5-star gift ideas: Last-minute options

You are really cutting it close. If you don't feel like braving the mall or going the DIY route, your best bet is to get a gift card. For the frequent traveler, the safest thing to do is get them a gift card for their favorite airline, cruise line, or ride-share company. If you know they have a trip coming up, consider a gift certificate for a well-regarded restaurant at their destination — and if they recently came back from vacation raving about a meal, see if the establishment can send one of their specialties in the mail. Check out Goldbelly, where you can order everything from New York bagels and pizza to Chicago Italian beef sandwiches.

Plan accordingly: Events to add to your calendar

These are actually two closings that you need to be aware of, before it's too late to check out these special exhibitions.

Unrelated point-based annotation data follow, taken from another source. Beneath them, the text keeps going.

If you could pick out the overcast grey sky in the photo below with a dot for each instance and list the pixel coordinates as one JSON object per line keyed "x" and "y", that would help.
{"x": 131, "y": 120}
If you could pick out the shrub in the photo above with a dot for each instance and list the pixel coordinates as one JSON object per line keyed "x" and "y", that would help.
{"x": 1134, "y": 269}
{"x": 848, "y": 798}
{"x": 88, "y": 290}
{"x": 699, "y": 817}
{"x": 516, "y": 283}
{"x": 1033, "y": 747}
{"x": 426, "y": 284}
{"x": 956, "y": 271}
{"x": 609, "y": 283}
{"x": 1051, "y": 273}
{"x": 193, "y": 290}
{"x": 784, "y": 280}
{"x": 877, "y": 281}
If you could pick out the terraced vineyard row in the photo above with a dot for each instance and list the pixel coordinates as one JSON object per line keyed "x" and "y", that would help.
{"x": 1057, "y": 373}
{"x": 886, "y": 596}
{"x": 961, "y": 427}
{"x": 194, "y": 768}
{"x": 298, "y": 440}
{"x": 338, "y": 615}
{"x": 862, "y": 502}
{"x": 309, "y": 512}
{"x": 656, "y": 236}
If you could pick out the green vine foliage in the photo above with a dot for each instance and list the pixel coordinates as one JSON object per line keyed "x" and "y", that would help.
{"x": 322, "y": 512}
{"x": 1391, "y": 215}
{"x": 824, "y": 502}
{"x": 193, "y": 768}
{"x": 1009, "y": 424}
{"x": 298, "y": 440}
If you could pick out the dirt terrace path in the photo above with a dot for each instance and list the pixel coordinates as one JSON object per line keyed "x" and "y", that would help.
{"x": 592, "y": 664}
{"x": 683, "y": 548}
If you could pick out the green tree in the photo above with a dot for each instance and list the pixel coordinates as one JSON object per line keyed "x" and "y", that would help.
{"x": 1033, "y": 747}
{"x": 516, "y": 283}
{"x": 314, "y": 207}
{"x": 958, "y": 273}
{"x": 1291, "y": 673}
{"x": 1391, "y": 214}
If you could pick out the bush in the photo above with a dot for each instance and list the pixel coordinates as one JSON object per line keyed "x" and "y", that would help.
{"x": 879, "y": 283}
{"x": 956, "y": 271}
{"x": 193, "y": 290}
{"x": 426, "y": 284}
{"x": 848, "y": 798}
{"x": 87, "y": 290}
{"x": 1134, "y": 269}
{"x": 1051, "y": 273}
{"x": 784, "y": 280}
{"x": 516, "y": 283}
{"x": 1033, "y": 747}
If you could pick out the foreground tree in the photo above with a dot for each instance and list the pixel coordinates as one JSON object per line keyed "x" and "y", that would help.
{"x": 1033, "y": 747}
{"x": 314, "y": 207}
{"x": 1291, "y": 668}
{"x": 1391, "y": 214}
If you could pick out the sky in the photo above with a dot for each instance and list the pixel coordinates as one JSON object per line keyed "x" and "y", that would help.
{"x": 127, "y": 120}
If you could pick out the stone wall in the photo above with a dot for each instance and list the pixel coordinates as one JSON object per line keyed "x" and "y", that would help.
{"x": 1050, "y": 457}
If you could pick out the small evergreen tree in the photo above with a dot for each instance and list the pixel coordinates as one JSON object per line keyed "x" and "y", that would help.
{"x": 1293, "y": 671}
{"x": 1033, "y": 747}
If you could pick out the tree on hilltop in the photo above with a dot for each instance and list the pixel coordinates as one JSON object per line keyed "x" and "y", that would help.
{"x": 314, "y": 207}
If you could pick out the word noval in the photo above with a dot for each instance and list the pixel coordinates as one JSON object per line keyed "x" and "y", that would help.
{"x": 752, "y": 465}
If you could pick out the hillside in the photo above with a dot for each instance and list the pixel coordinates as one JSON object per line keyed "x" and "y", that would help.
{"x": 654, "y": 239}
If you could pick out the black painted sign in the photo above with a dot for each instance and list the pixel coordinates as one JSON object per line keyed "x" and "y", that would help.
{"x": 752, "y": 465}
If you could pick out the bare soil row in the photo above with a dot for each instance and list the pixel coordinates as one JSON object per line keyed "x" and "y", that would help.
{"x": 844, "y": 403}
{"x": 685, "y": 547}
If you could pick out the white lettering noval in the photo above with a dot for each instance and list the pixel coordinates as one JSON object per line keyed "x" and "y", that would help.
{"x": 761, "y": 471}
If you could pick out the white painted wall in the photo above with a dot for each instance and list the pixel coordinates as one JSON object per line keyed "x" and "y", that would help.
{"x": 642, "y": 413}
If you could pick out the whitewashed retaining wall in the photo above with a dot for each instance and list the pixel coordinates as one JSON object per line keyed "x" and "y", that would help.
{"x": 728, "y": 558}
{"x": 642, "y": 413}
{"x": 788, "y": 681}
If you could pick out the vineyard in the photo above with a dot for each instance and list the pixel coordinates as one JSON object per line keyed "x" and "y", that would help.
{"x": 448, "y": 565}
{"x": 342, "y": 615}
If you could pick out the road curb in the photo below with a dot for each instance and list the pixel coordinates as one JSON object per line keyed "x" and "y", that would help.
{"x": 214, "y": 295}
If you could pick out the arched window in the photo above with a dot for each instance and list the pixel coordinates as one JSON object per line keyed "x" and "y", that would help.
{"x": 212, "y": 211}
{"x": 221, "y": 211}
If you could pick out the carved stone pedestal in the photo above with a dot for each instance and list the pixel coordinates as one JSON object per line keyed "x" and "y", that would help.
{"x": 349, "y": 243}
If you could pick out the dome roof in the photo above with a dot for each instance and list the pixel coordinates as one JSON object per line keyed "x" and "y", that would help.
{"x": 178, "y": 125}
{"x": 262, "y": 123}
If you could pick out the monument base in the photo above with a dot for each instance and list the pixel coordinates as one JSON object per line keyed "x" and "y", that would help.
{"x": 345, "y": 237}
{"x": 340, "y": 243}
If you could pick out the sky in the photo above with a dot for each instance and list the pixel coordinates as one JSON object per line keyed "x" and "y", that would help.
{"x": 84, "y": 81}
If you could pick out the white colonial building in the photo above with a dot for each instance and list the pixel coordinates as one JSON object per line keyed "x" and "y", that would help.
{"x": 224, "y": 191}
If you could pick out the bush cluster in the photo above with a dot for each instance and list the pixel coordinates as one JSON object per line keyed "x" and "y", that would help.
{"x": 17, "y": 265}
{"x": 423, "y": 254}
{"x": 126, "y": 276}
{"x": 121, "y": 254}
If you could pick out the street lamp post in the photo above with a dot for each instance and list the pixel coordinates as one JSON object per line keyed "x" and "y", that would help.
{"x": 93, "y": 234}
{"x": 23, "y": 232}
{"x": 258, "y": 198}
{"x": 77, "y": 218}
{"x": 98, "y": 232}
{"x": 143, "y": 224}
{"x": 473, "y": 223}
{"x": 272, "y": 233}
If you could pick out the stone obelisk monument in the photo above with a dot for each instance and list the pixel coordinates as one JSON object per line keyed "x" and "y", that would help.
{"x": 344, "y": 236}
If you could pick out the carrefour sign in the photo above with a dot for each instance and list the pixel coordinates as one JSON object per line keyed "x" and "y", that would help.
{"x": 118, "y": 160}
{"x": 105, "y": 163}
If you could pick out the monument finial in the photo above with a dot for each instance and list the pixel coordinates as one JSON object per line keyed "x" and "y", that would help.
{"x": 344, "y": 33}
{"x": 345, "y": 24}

At the de Young Museum in San Francisco, "Ramses the Great and the Gold of the Pharaohs" runs through Feb. 12, 2023. This dazzling display of 181 ancient Egyptian artifacts contains royal sculptures and masks, gold jewelry, sarcophagi, amulets, mummified animals, and more from the time of the powerful Ramses II. To get further immersed in his extravagant world, add on the "Ramses & Nefertari: Journey to Osiris" virtual reality experience, a sweeping tour of Nefertari's tomb and Abu Simbel.

An Egyptian mask.
An Egyptian mask.

Catherine Garcia/The Week

Now in its final weeks, "Art of the Hollywood Backdrop: Cinema's Creative Legacy" at the Boca Raton Museum of Art showcases 22 massive scenic backdrops from movies made between 1938 and 1968. They were painted specifically for how they would look on camera, and the museum says it's fun for visitors to look at the backdrops with their naked eye and then view them through their camera phone lens. The exhibit, which ends Jan. 22, 2023, features for the first time in public the Austrian Alps backdrop from The Sound of Music; North by Northwest's Mount Rushmore; and Ben Hur's Rome.